Durante debate ocorrido no mês de
Novembro/2000, em uma Universidade, nos Estados Unidos, o ex-governador do
Distrito Federal, Cristovam Buarque (PT), foi questionado sobre o que pensava
da internacionalização da Amazônia. O jovem introduziu sua pergunta dizendo que
esperava a resposta de um humanista e não de um brasileiro. Segundo Cristovam,
foi a primeira vez que um debatedor determinou a ótica humanista como o ponto
de partida para a sua resposta:
"De fato, como brasileiro eu simplesmente falaria contra a
internacionalização da Amazônia. Por mais que nossos governos não tenham o
devido cuidado com esse patrimônio, ele é nosso. Como humanista, sentindo e
risco da degradação ambiental que sofre a Amazônia, posso imaginar a sua
internacionalização, como também de tudo o mais que tem importância para a
Humanidade. Se a Amazônia, sob uma ótica humanista, deve ser
internacionalizada, internacionalizemos também as reservas de petróleo do mundo
inteiro. O petróleo é tão importante para o bem-estar da humanidade quanto a
Amazônia para o nosso futuro. Apesar disso, os donos das reservas sentem-se no
direito de aumentar ou diminuir a extração de petróleo e subir ou não o seu
preço. Da mesma forma, o capital financeiro dos países ricos deveria ser
internacionalizado.
Se a Amazônia é uma reserva para
todos os seres humanos, ela não pode ser queimada pela vontade de um dono, ou de um país. Queimar a Amazônia é tão grave quanto o
desemprego provocado pelas decisões arbitrárias dos especuladores globais. Não
podemos deixar que as reservas financeiras sirvam para queimar países inteiros
na volúpia da especulação. Antes mesmo da Amazônia, eu gostaria de ver a
internacionalização de todos os grandes museus do mundo. O Louvre não deve
pertencer apenas à França. Cada museu do mundo é guardião das mais belas peças
produzidas pelo gênio humano. Não se pode deixar esse patrimônio cultural, como
o patrimônio natural amazônico, seja manipulado e destruído pelo gosto de um
proprietário ou de um país.
Não faz muito, um milionário japonês, decidiu enterrar com ele um quadro
de um grande mestre. Antes disso, aquele quadro deveria ter sido
internacionalizado. Durante este encontro, as Nações Unidas estão realizando o
Fórum do Milênio, mas alguns presidentes de países tiveram dificuldades em
comparecer por constrangimentos na fronteira dos EUA. Por isso, eu acho que
Nova York, como sede das Nações Unidas, deve ser internacionalizada. Pelo menos
Manhattan deveria pertencer a toda a Humanidade. Assim como Paris, Veneza,
Roma, Londres, Rio de Janeiro, Brasília, Recife, cada cidade, com sua beleza
específica, sua história do mundo, deveriam pertencer ao mundo inteiro.

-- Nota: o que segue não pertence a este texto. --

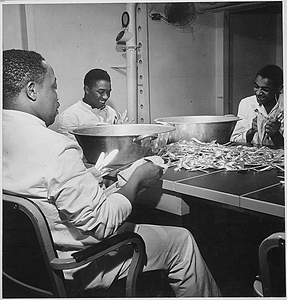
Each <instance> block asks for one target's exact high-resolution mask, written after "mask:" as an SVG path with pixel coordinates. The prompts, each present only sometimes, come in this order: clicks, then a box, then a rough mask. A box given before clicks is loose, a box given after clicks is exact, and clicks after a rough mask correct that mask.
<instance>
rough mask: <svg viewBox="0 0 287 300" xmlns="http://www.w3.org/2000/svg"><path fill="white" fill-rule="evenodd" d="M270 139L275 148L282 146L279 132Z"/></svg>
mask: <svg viewBox="0 0 287 300" xmlns="http://www.w3.org/2000/svg"><path fill="white" fill-rule="evenodd" d="M270 138H271V140H272V142H273V144H274V145H275V146H276V147H281V146H284V137H283V135H282V134H281V133H280V132H279V131H277V133H276V134H275V135H273V136H271V137H270Z"/></svg>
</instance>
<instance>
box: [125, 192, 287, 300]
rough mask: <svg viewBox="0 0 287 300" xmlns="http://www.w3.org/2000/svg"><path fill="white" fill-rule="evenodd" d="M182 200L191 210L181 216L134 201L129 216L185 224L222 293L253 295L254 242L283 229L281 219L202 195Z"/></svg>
mask: <svg viewBox="0 0 287 300" xmlns="http://www.w3.org/2000/svg"><path fill="white" fill-rule="evenodd" d="M186 202H187V203H188V204H189V205H190V211H191V212H190V214H189V215H187V216H185V217H184V218H182V217H178V216H175V215H172V214H169V213H165V212H162V211H159V210H154V209H149V208H147V207H144V206H142V205H138V206H136V207H135V209H134V211H133V213H132V215H131V218H130V220H132V221H137V222H141V223H144V222H145V223H156V224H162V225H175V226H184V227H186V228H188V229H189V230H190V231H191V232H192V234H193V235H194V237H195V239H196V241H197V243H198V246H199V248H200V250H201V253H202V256H203V258H204V259H205V261H206V263H207V265H208V267H209V269H210V271H211V273H212V274H213V276H214V278H215V280H216V282H217V284H218V286H219V287H220V289H221V292H222V295H223V297H254V293H253V281H254V279H255V277H256V275H258V274H259V264H258V252H257V251H258V246H259V244H260V242H261V241H262V240H263V239H264V238H265V237H267V236H268V235H270V234H271V233H273V232H277V231H284V220H281V219H279V218H275V217H269V216H266V215H262V214H248V213H246V211H234V210H231V209H228V208H227V207H218V205H216V206H215V205H213V204H211V202H210V201H206V200H203V199H195V198H193V199H191V198H189V199H186Z"/></svg>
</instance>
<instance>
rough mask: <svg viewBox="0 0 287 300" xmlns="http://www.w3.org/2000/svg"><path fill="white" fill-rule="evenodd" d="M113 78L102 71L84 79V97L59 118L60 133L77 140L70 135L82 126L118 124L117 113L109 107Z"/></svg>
mask: <svg viewBox="0 0 287 300" xmlns="http://www.w3.org/2000/svg"><path fill="white" fill-rule="evenodd" d="M111 91H112V88H111V78H110V75H109V74H108V73H107V72H106V71H105V70H102V69H92V70H90V71H89V72H88V73H87V74H86V75H85V78H84V92H85V94H84V97H83V99H82V100H80V101H78V102H77V103H75V104H73V105H72V106H70V107H68V108H67V109H66V110H64V111H63V112H62V113H61V114H60V116H59V132H60V133H63V134H65V135H66V136H68V137H70V138H72V139H74V140H75V137H74V135H73V134H71V133H69V131H72V130H73V129H75V128H79V127H82V126H94V125H97V124H99V123H107V124H115V123H118V119H119V116H118V115H117V112H116V111H115V110H114V109H113V108H112V107H110V106H109V105H107V104H106V103H107V101H108V100H109V98H110V94H111Z"/></svg>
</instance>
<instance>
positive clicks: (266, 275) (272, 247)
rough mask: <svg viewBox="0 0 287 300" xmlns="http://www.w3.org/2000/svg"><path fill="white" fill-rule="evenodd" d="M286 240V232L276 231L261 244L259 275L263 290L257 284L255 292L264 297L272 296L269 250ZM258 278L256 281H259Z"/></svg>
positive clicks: (259, 248) (262, 289) (260, 246)
mask: <svg viewBox="0 0 287 300" xmlns="http://www.w3.org/2000/svg"><path fill="white" fill-rule="evenodd" d="M283 242H285V232H276V233H273V234H271V235H270V236H268V237H267V238H265V239H264V240H263V241H262V242H261V243H260V245H259V250H258V254H259V267H260V276H259V277H258V279H259V282H261V286H262V291H261V287H260V291H259V290H258V287H257V286H256V284H254V287H255V286H256V288H254V289H255V292H256V293H257V294H258V295H260V296H263V297H272V296H274V295H272V288H271V278H270V266H269V263H268V260H267V255H268V252H269V251H270V250H271V249H273V248H278V247H280V246H281V245H282V244H283ZM258 279H257V280H256V281H255V282H258ZM261 292H262V293H261Z"/></svg>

Se os EUA querem internacionalizar a Amazônia, pelo risco de deixá-la nas mãos
de brasileiros, internacionalizemos todos os arsenais nucleares dos EUA. Até
porque eles já demonstraram que são capazes de usar essas armas, provocando uma
destruição milhares de vezes maior do que as lamentáveis queimadas feitas nas
florestas do Brasil. Nos seus debates, os atuais candidatos à presidência dos
EUA têm defendido a idéia de internacionalizar as reservas florestais do mundo
em troca da dívida.
Comecemos usando essa dívida para garantir que cada criança do mundo
tenha possibilidade de ir à escola. Internacionalizemos as crianças
tratando-as, todas elas, não importando o país onde nasceram, como patrimônio
que merece cuidados do mundo inteiro. Ainda mais do que merece a Amazônia.
Quando os dirigentes tratarem as crianças pobres do mundo como um patrimônio da
Humanidade, eles não deixarão que elas trabalhem quando deveriam estudar; que
morram quando deveriam viver. Como humanista, aceito defender a
internacionalização do mundo. Mas, enquanto o mundo me tratar como brasileiro,
lutarei para que a Amazônia seja nossa. Só nossa."
(*) Cristóvam Buarque
foi governador do Distrito Federal (PT) e reitor da Universidade de Brasília
(UnB), nos anos 90. É palestrante e humanista respeitado mundialmente.